Formatted header breaks email readability when received on mail user agent

Question

Formatted header breaks email readability when received on mail user agent

pacellig opened this issue 4 years ago · comments

Release or branch I am using: v0.8.1

Parsing formatted headers using the library leads to an email that is no longer correctly parsable by mail user agents. A sample header is attached here for readability with the original formatting.

This has been introduced in this commit, function readHeader in header.go file, lines 107-113.

What is obtained after parsing the incoming email:
0.00 BSF_BESS_OUTBOUND META: BESS Outbound 0.00 HTML_MESSAGE BODY: HTML included in message 0.01 SUBJ_ALL_CAPS META: Subject is all capitals 0.20 BSF_SC0_SAXXX META: Custom Rule BSF_SC0_SAXXX X-Bess-Outbound-Spam-Report: Code version 3.2, rules version 1.2.3.4 [from scanhost.whatever.wherever.com] Rule breakdown below pts rule name description ---- ---------------------- --------------------------------

Which breaks parsing and displaying.

Giuseppe Pacelli · Answer 1 · Thu Sep 10 2020 15:22:10 GMT+0800 (China Standard Time)

Further elaboration on this issue: the test case implemented in handler_test.go#513 is wrong, as it does not respect the long header fields definition of RFC2822.

{ input: "X-Not-Continuation: line1=foo;\n X-Next-Header: bar\n", hname: "X-Not-Continuation", want: "line1=foo;", correct: true, },

The correct result in this case would be:
{ input: "X-Not-Continuation: line1=foo;\n X-Next-Header: bar\n", hname: "X-Not-Continuation", want: "line1=foo; X-Next-Header: bar", correct: true, },

James Hillyerd · Answer 2 · Thu Sep 10 2020 23:03:45 GMT+0800 (China Standard Time)

I think we need to do better than just reverting #149 - as it appears it is preventing a full-stop error, which is worse than a header with misformatted whitespace in my opinion. Perhaps I am misunderstanding and your scenario also results in a enmime error?

James Hillyerd · Answer 3 · Thu Sep 10 2020 23:11:24 GMT+0800 (China Standard Time)

cc @requaos in case he has ideas.

Looking at the code in #149 it cares about where the colon is in relation to equal signs, but I think it will accept a header with spaces in its name, instead of considering that a continuation. That seems problematic, as I'd expect it to error out later.

Giuseppe Pacelli · Answer 4 · Thu Sep 10 2020 23:36:24 GMT+0800 (China Standard Time)
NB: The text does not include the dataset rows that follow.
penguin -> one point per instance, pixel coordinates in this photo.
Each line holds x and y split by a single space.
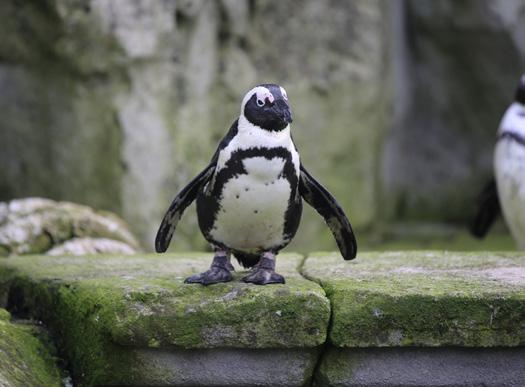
249 198
506 191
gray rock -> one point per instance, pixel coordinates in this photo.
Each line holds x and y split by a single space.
456 67
36 225
83 246
422 367
223 367
124 102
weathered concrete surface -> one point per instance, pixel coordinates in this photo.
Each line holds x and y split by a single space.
423 298
24 359
422 367
124 102
37 225
102 307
I agree, but what is still unclear to me is why we care about the equal sign or column in the first place. RFC-wise basically everything is allowed in a folded header, except for CRLF.
Would it be possible to get a sample from the #149 case? If so, I would be happy to help and cover this case.

James Hillyerd · Answer 5 · Sat Sep 12 2020 23:39:50 GMT+0800 (China Standard Time)

In case we don't hear back from requaos, here's my thoughts... please treat as brainstorming and challenge if you disagree. :)

Single stray indent

x-header-one: value
  x-header-two: value
x-header-three: value

should be treated as three separate headers, no continuation. I believe this is what #149 was intended to handle.

Run of indented "headers"

x-header-one: value
  x-continue: value
  x-continue: value
x-header-two: value

It's seems unlikely that a bunch of actual headers would all be indented, so this should be treated as a continuation.

Normal continuation

x-header-one: value
  non-header-like continuation

Treat as continuation.

Giuseppe Pacelli · Answer 6 · Sun Sep 13 2020 18:10:59 GMT+0800 (China Standard Time)

The only challenge I see is: how can we distinguish between this two cases?
Even though I see the point and idea behind it, my opinion is that sticking to RFCs is the best way to avoid unexpected problems when using the library (but this is a personal opinion).
Also, checking the proposed headers against mxtoolbox, you can see that both [1] and [2] are treated the same, that is they are all folded headers from this perspective.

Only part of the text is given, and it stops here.